Ik herinner me vooral alle momenten dat ik NU was en ben en zal zijn. Misschien is dat vertraging?

Universum ?

(Los – vast vertelseltjes… of van de hak op de tak)

Is de wereld om zeep?

Ik weet het niet maar het staat wel te gebeuren, over vijf miljard jaar. Dat weet ik uit een documentaire over het ontstaan van alles en dat alles weer zal verdwijnen. Iets met helium,  water, zuurstof; wetenschappelijk dus. Zolang het universum er nog is, kunnen we gerust zijn.

Zolang het universum er nog is, voel ik beweging; planeten van ons en menig ander heelal, de wezens en andere natuurfenomenen die het bevolken nog vijf miljard jaren… *

Intussen in dit jaar, in dit leven,

Ik heb zo mijn meditatieve momenten, zoals ik gisteren aanhaalde in Mijn*Woordenrijk.

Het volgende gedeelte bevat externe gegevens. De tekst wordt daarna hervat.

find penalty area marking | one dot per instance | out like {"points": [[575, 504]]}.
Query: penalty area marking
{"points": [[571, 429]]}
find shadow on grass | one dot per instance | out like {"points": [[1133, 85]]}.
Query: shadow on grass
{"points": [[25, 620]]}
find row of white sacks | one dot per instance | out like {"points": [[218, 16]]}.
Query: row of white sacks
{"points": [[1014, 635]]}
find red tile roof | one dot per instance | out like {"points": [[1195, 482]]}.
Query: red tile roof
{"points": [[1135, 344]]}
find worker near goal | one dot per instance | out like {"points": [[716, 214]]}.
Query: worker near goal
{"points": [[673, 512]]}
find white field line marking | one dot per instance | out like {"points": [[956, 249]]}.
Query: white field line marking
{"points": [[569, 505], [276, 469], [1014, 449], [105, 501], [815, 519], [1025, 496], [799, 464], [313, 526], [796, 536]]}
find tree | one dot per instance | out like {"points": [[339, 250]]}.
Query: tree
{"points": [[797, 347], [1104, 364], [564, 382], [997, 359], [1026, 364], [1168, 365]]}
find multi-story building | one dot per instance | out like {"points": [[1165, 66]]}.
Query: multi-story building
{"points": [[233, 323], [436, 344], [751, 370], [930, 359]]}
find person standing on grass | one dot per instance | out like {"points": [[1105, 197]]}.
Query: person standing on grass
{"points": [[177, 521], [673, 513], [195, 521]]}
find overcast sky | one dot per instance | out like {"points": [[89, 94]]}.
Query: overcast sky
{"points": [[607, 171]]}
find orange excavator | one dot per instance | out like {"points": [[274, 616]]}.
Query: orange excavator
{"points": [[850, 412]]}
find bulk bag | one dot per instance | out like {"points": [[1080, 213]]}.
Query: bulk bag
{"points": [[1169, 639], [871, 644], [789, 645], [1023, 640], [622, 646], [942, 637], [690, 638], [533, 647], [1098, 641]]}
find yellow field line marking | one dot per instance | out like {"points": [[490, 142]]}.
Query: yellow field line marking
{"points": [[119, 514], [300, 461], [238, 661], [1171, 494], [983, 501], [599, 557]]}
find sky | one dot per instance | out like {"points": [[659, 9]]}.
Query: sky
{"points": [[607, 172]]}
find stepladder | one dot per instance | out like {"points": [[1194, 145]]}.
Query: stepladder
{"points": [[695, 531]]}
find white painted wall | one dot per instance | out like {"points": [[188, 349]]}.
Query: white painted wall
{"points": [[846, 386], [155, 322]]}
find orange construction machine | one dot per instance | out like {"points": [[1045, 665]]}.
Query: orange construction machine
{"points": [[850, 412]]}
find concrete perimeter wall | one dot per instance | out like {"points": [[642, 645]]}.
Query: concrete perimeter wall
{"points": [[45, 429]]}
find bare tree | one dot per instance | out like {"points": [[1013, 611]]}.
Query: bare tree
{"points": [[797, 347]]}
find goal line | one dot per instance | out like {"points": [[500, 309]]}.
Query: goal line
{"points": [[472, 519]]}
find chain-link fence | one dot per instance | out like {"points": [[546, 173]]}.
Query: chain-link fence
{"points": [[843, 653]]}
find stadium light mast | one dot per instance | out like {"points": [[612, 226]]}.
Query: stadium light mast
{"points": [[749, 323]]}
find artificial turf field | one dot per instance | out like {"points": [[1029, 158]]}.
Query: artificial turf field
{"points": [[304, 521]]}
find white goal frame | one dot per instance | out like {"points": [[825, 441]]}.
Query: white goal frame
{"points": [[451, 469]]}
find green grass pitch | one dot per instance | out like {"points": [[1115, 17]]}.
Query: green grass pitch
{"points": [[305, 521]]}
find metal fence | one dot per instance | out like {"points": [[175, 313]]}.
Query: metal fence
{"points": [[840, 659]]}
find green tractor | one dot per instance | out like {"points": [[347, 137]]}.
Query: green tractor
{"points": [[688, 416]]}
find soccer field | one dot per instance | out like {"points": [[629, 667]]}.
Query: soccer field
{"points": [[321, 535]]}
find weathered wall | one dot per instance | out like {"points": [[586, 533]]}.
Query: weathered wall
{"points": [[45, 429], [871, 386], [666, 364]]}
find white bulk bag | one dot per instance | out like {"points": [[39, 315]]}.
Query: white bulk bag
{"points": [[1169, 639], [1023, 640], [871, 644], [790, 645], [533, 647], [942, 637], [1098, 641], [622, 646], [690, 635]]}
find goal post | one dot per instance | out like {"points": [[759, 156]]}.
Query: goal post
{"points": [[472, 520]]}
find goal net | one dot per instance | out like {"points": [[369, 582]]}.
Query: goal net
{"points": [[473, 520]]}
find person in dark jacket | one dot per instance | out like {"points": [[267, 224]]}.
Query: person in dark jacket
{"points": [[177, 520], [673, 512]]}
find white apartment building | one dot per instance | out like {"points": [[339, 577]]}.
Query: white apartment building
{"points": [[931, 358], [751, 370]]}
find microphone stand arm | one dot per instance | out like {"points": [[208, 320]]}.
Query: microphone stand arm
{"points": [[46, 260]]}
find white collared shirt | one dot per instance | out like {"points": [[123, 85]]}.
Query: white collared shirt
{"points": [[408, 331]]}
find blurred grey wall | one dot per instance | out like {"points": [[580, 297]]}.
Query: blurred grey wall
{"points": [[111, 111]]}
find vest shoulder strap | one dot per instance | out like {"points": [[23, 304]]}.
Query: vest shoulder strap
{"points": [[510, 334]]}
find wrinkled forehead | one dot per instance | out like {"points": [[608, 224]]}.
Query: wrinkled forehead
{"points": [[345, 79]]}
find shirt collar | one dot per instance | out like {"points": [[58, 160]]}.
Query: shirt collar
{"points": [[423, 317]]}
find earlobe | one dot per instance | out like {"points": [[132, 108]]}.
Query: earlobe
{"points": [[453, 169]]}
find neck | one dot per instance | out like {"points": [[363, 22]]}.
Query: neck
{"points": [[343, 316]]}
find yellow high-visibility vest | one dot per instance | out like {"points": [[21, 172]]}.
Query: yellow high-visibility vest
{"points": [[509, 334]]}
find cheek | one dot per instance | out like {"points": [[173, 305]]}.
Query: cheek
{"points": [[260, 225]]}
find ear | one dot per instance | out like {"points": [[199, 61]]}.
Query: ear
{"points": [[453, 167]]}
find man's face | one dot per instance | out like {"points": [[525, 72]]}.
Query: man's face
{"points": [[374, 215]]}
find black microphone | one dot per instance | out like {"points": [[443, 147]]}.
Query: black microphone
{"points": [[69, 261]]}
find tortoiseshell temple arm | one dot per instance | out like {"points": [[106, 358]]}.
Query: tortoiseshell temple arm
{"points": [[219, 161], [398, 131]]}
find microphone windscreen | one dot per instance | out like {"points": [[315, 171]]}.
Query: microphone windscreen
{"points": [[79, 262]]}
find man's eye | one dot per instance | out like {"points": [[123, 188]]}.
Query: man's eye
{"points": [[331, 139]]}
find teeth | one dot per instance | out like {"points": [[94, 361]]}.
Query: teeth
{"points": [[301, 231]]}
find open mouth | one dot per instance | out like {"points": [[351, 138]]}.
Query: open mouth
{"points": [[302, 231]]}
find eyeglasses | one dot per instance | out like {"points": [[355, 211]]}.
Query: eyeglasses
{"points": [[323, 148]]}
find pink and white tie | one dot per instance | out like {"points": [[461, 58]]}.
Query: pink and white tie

Of, zoals een maandje geleden, een boek lezen in de trein. Waar zou je anders zijn in kunnen zijn, het voorbijglijdend landschap buiten beschouwing gelaten?
Ik was in Ierland, in die trein tussen Antwerpen en Gent en later omgekeerd. Er was even niets anders.
Af en toe, heel vaag drong een éénrichtingsgesprek tot me door. Een andere reiziger, blijkbaar verbolgen over het feit dat de trein wegens werken op de lijn, een omweg maakte. “Allez, ’t is altijd hetzelfde hé.” Draagbare telefoons kunnen veel verdragen.

Treinsgewijs naar Oost-Vlaanderen waar er andere, iets drukkere, momenten waren. De verjaardag van de nu Tiener geworden. Zij die op een dag Nina Derwael zal verslaan al zegt ze zelf “Maar nee!” en dan lacht ze eens.
Die andere hier-en-nu momenten in gesprekken, in lachen, Fl. op mijn schoot terwijl ze uit mijn glas drinkt. Haar flesje is niet groot genoeg. Het buiten zitten, in een heuse tuin, de joelende kinderen, de pakjes opendoen, dat blije gezicht, het wemelde van de hier-en-nu momenten.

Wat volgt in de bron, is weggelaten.